Further TODOs (minor priority).

  1. Do not temper with Params. The problem is the following: when running IQ-TREE with PoMo, certain parameters need to be known already when reading in the alignment file (counts file at the moment). This is, the virtual population size N which affects the data structure and the sampling method (sampled or weighted). At the moment, those flags are stored in ModelPoMo upon model creation and also in the Params class. It may be advantageous to refrain from using the Params class to store model parameters.

    ./alignment/alignment.cpp:2001:    // TODO DS: Do not temper with params;
  2. Verbosity. The output with increased verbosity is too long.

    ./utils/eigendecomposition.cpp:255:    // TODO DS: This seems a little too verbose for PoMo.
  3. No polymorphic data. At the moment, it is not possible or at least it leads to undefined behavior when PoMo is run on data without polymorphisms. Either, the level of polymorphism should be fixed, or an clear error message should be emitted.

    ./model/modelpomo.cpp:229:    // TODO DS: Check if this works.
    ./model/modelpomo.cpp:230:    // TODO DS: Move this where it belongs.
    ./model/modelpomo.cpp:234:        // TODO DS: Obsolete because mutation rates are scaled
  4. R and Phi matrices. IQ-TREE and PoMo is now aware of the symmetric mutation rate matrix R and the skew-symmetric mutation matrix Phi (refer to our most recent publication, Schrempf, Hobolth 2017). These matrices are unnecessarily dragged along during the maximization of the likelihood but really only need to be computed at the end when printing output.

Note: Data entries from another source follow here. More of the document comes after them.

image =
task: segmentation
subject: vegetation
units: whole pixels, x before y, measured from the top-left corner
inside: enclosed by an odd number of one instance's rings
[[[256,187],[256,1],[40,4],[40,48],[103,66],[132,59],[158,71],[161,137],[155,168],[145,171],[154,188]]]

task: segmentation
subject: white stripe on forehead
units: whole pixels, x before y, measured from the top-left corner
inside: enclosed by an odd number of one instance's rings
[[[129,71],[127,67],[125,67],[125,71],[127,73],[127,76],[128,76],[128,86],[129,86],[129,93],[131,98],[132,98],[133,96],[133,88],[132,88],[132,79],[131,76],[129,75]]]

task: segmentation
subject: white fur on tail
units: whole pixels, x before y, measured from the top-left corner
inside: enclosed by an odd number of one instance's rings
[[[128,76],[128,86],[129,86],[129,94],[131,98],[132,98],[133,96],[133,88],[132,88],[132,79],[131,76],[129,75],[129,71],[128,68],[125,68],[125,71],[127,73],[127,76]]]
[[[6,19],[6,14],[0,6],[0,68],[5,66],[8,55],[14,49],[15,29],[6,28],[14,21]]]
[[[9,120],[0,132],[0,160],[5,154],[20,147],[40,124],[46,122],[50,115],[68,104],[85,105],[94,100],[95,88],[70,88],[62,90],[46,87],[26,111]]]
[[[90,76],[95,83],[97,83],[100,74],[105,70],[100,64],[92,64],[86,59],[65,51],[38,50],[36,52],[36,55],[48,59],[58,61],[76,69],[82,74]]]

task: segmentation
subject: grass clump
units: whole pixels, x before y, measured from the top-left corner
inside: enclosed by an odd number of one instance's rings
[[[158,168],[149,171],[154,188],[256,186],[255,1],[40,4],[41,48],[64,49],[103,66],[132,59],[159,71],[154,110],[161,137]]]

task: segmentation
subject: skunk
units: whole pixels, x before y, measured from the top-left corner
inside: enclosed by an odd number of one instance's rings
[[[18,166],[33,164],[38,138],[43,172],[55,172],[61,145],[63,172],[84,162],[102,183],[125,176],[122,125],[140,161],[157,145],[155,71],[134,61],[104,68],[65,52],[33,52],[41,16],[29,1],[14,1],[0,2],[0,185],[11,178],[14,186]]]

    ./model/modelpomo.cpp:457:    // TODO DS: R and PHI are actually not needed during the
  5. Theta and sampling method sampled. The calculation of theta (Watterson's theta or level of polymorphism) is necessarily faulty, especially when N is low. I am not sure how to tackle this because the problem is of statistical nature.

    ./model/modelpomo.cpp:791:        // TODO DS: This is wrong because Watterson's estimator is
  6. Support alignments with differences only. It may be good to support alignments that only contain sites with differences but omit sites that are the same in all species. I am not sure how many people will have data like that.

    ./model/modelfactory.cpp:215:            // TODO DS: This is an important feature, because then,
bqminh commented 6 years ago

@dschrempf : Is this feature now fully implemented? (just to be sure, so that I can close the issue).

dschrempf commented 6 years ago

This list contains many features, and some have not been implemented yet. I should have created separate issues. I close this now, and reopen issues that have not been addressed yet.